Topo IIα Co-Amplification
Amplification of the topoisomerase II (Topo II-α) gene was shown in the first initial analysis to be associated with better DFS vs non-co-amplified patients, and predictive of an improved response to anthracyclines. The earlier findings "held right on target" in the second analysis, he said. DFS at 4 years was 84% for the co-amplified population vs 78% for the non-co-amplified patients (P < .001). In the co-amplified patients, DFS was numerically but not significantly higher with AC-TH (85%) vs the other regimens (83% each).
"We thought with further follow-up, this might become significant; however, what happened instead is that all the arms now look very similar. You just buy more toxicity with ACT and certainly more with AC-TH," he said. In non-co-amplified patients, disease-free survival was 83% with AC-TH and 81% with TCH vs 71% with AC-T (
Need to Rethink
"The therapeutic index for the two Herceptin-containing arms shows that only 14 events now separate AC-TH from TCH (128 vs 142 events), fewer than in the last analysis, and we see the same phenomenon for overall survival (49 vs 56 deaths). And only three breast cancer deaths separate the arms (44 vs 47)," he said. "However, the differences in critical adverse events, including grade 3-4 congestive heart failure, are fivefold, with four cases of leukemia in the anthracycline-based arms."
In terms of global safety, Dr. Slamon concluded, "TCH is superior to AC-TH. I think if we are now causing more problems than we are solving with our treatment regimens, we have to rethink what we are doing."
Denying an Effective Treatment
In addition, Dr. Slamon said, "23 patients with bona fide HER2 amplification who were randomized to AC-TH never got Herceptin due to unacceptable declines in LVEF before receiving Herceptin. While this is never scored as a toxicity, I think we need to look at it because you are denying an effective therapy to a patient because of the backbone you've put it on."
Dr. Slamon stated what he considers "the critical question" at this point in light of his findings, and those of Jones et al (J Clin Oncol 234 :5381, 2006) showing significant superiority of TC vs AC with a hazard ratio between 0.50 and 0.60 for all breast cancers: What is the role of anthracyclines in the adjuvant treatment of breast cancer?

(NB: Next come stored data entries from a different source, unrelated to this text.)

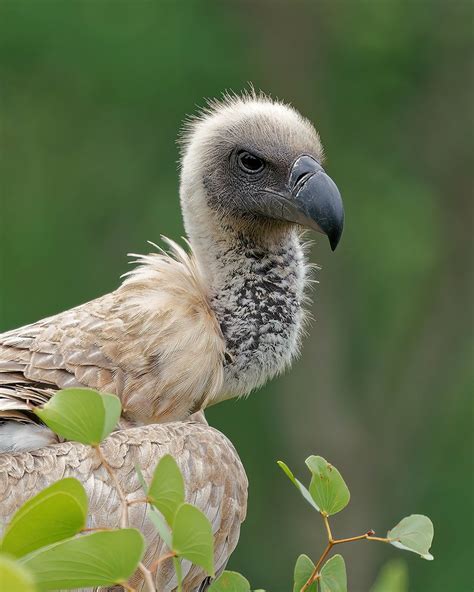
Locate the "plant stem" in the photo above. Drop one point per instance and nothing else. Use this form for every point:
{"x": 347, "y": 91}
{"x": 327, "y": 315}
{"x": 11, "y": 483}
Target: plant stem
{"x": 328, "y": 528}
{"x": 147, "y": 577}
{"x": 368, "y": 536}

Taking It One Step Further
Kent Osborne, MD, of Baylor College of Medicine, commented on Dr. Slamon's statement. "I will take this conclusion one step further," he said. "Now there is a question of whether any kind of chemotherapy offers anything to a truly endocrine-responsive tumor. As your curves with all these chemotherapies come together, one wonders if the chemotherapy is adding nothing, and all we are seeing is the effect of Herceptin."
Dr. Slamon responded, "This question is right on target, and is one that we need to ask and answer. I think it will be a challenge to enroll patients in such a trial, but this is the direction in which we now need to go."